Te „nadprzyrodzone zdolności” wykształciły się u nich na skutek rygorystycznego treningu. Stan głębokiej medytacji pozwala mnichom zredukować metabolizm o 64 % a nawet funkcjonować w mrozie około -18 stopni Celsjusza. Mnisi będący w stanie głębokiej medytacji mogą przeżyć tak całą noc, zakładając tylko bawełniane szale. Wiele ośrodków religijnych położonych głęboko w Himalajach utrzymuje te „potężne” procedury medytacyjne w najściślejszej tajemnicy.
Niektóre z najwcześniejszych badań przeprowadzono w latach 80 za inicjatywą Herberta Bensona z Harvard Medical School. Naukowcy obserwowali, jak mnisi wykonywali technikę zwaną medytacją g-tummo. Ma ona na celu kontrolowanie „ wewnętrznej energii ” i jest opisywana jako jedna z najświętszych praktyk. Nazywana jest również praktyką „ciepła mentalnego”, ponieważ wiąże się z opisami intensywnych odczuć ciepła ciała w kręgosłupie.

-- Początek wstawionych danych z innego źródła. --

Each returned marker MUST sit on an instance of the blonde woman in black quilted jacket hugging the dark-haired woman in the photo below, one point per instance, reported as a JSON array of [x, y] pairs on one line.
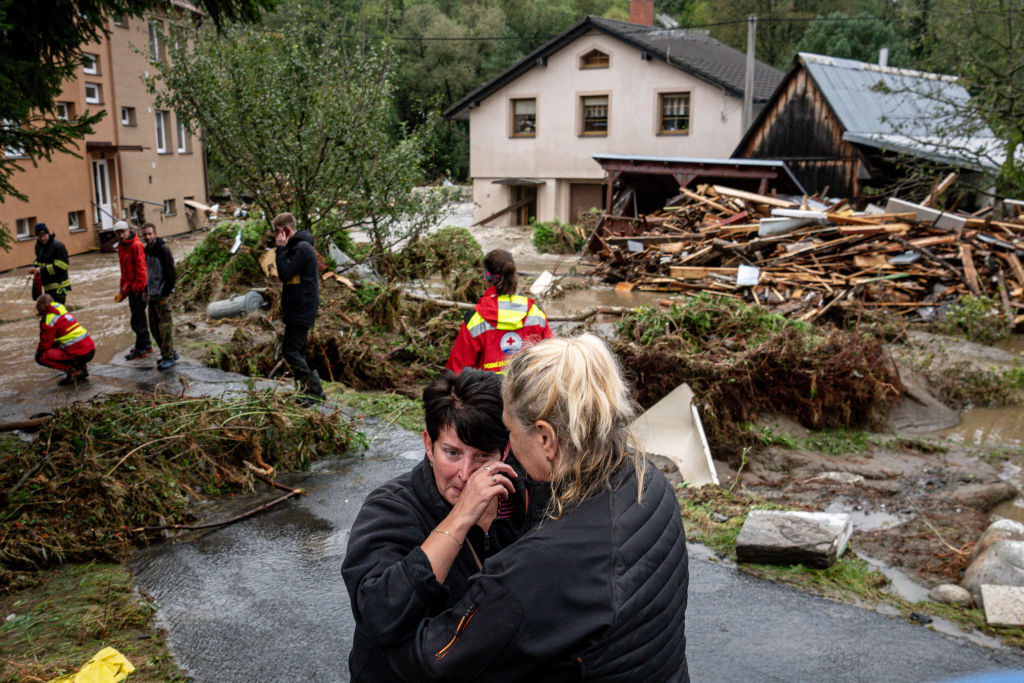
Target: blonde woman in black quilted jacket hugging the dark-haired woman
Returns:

Klasztory, które praktykują g-tummo, są dość rzadkie i znajdują się głównie w odlegych chińskich prowincjach Qinghai i Syczuan. Naoczni świadkowie opisują, że praktykujący g-tummo są w stanie wytworzyć wystarczającą ilość ciepła, aby wysuszyć mokre prześcieradła, wytwarzając przy tym widoczną ilość pary podczas medytacji w mroźnym klimacie Himalajów. Te anomalie były dostrzegalne nawet podczas obserwacji naukowców.
Wprawiło to ekspertów w spore zakłopotanie, ponieważ działanie tego procesu nie miało sensu z naukowego punktu widzenia. Badania prowadzono, od Chin aż po Sikkim w północno-wschodnich Indiach. W toku eksperymentów, jednego z mnichów przewieziono nawet do Normandii we Francji. Przedstawił on wówczas swoje umiejętności przypięty do specjalistycznej aparatury. Wynik badań Bensona zostały opisany i opublikowany w czasopiśmie Nature w 1982 roku.